Rechtspraak
Appellante is werkzaam geweest als onderwijsassistente gedurende 18 uur per week. Vervolgens ontving zij een uitkering op grond van de Werkloosheidswet. Vanuit die situatie heeft zij zich op 16 juli 2013 ziek gemeld vanwege verergerde diabetesklachten. Naar aanleiding van deze ziekmelding heeft appellante het spreekuur van een verzekeringsarts bezocht. Deze arts heeft het standpunt ingenomen dat appellante vanaf 3 februari 2014 in staat wordt geacht haar arbeid te verrichten. Bij besluit van 4 februari 2014 heeft UWV de uitkering op grond van de Ziektewet beëindigd. Het bezwaar van appellante tegen dit besluit heeft UWV ongegrond verklaard. Vervolgens heeft appellante beroep ingesteld bij de rechtbank. Dit beroep verklaart de rechtbank ongegrond. Zij heeft geoordeeld dat het medisch onderzoek zorgvuldig is geweest en dat uit het rapport van de verzekeringsarts bezwaar en beroep blijkt dat aandacht is besteed aan alle klachten van appellante. De arts heeft alle relevante informatie bij zijn overwegingen betrokken en niet gebleken is dat UWV onvoldoende zicht had op de zwaarte van de functie van appellante, aldus de rechtbank. Appellante stelt hoger beroep in en voert aan dat haar beperkingen zijn onderschat. Zij brengt naar voren dat haar werk fysiek zwaar is en dat UWV niet alle informatie in de beoordeling heeft betrokken. Daarnaast stelt ze dat UWV heeft gehandeld in strijd met de algemene beginselen van behoorlijk bestuur, namelijk het rechtszekerheidsbeginsel, vertrouwensbeginsel, zorgvuldigheidsbeginsel en motiveringsbeginsel.

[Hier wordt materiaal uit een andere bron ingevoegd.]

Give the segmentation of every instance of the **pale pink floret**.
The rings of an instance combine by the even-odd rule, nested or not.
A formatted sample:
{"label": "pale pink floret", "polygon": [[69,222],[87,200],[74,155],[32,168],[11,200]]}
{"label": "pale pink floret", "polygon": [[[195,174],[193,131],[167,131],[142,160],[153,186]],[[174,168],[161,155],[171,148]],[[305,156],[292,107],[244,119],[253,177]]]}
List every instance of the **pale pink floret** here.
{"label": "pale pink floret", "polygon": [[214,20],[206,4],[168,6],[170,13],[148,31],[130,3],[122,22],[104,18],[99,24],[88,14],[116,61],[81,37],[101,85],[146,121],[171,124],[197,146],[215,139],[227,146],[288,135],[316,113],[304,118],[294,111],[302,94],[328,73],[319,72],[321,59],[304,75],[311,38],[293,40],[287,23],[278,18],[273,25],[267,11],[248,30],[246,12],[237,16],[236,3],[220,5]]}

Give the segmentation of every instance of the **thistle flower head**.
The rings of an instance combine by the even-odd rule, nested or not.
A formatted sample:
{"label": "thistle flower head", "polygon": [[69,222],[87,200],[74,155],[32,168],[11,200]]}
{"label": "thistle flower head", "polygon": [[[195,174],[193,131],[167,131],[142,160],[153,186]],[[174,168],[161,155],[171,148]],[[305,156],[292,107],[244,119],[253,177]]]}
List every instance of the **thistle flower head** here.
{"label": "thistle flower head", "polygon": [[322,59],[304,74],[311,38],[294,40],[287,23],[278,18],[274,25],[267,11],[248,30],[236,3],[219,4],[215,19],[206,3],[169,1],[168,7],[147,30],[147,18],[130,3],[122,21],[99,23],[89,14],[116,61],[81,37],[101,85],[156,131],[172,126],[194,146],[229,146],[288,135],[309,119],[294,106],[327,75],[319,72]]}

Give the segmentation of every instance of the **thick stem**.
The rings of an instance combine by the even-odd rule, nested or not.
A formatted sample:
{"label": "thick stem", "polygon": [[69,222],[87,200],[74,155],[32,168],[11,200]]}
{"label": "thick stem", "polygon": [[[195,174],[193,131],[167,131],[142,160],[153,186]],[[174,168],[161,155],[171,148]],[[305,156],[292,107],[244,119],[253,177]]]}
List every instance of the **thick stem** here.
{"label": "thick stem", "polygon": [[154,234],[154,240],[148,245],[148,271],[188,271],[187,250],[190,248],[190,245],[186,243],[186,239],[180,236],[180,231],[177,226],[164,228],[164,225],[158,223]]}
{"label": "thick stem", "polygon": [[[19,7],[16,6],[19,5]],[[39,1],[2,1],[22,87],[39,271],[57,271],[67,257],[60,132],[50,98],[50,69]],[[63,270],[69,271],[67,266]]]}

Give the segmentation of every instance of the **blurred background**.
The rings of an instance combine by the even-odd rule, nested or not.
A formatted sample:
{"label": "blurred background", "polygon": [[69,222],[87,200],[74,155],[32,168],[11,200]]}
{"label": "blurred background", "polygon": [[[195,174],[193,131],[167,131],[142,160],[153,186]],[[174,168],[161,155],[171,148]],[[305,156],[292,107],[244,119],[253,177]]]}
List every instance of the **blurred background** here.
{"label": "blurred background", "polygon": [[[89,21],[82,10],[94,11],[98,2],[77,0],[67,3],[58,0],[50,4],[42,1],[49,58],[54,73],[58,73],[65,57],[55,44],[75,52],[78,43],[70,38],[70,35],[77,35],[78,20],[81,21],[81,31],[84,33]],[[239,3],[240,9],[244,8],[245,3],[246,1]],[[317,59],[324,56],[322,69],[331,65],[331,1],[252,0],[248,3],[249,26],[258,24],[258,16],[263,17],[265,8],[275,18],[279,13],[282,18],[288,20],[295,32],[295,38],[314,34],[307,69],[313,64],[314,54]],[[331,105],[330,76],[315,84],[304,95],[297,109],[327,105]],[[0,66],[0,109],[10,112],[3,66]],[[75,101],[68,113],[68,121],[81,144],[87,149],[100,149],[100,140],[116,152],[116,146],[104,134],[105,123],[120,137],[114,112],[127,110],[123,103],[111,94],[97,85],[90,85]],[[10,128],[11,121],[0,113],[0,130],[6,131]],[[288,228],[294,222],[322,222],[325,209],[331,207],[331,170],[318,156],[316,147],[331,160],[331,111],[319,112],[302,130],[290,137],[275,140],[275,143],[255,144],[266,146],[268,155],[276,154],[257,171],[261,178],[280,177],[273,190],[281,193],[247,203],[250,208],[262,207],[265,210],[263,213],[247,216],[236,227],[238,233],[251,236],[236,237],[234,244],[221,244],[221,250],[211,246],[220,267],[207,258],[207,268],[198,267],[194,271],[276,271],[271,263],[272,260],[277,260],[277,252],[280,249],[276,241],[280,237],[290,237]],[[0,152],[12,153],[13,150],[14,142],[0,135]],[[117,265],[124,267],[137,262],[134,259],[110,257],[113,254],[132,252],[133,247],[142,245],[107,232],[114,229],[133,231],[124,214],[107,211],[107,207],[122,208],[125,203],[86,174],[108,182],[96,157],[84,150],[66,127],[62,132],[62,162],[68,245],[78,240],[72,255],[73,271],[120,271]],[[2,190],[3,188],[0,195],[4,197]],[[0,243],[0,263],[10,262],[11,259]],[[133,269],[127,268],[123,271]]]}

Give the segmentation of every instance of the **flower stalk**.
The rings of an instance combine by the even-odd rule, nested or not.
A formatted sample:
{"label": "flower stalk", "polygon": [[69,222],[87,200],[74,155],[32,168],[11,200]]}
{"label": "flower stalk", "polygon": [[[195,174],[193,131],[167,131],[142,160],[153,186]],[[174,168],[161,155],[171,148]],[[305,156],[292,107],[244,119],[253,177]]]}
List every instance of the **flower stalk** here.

De Centrale Raad van Beroep bevestigt de uitspraak van de rechtbank. Van strijd met de door appellante genoemde beginselen van behoorlijk bestuur is niet gebleken. Wat appellante heeft aangevoerd in hoger beroep ten aanzien van haar klachten, medicijngebruik en bijwerkingen vormt geen aanleiding om te twijfelen aan de juistheid van het standpunt van de verzekeringsarts. Een door appellante genoemd slaapapneusyndroom is op de datum in geding bijvoorbeeld niet geobjectiveerd.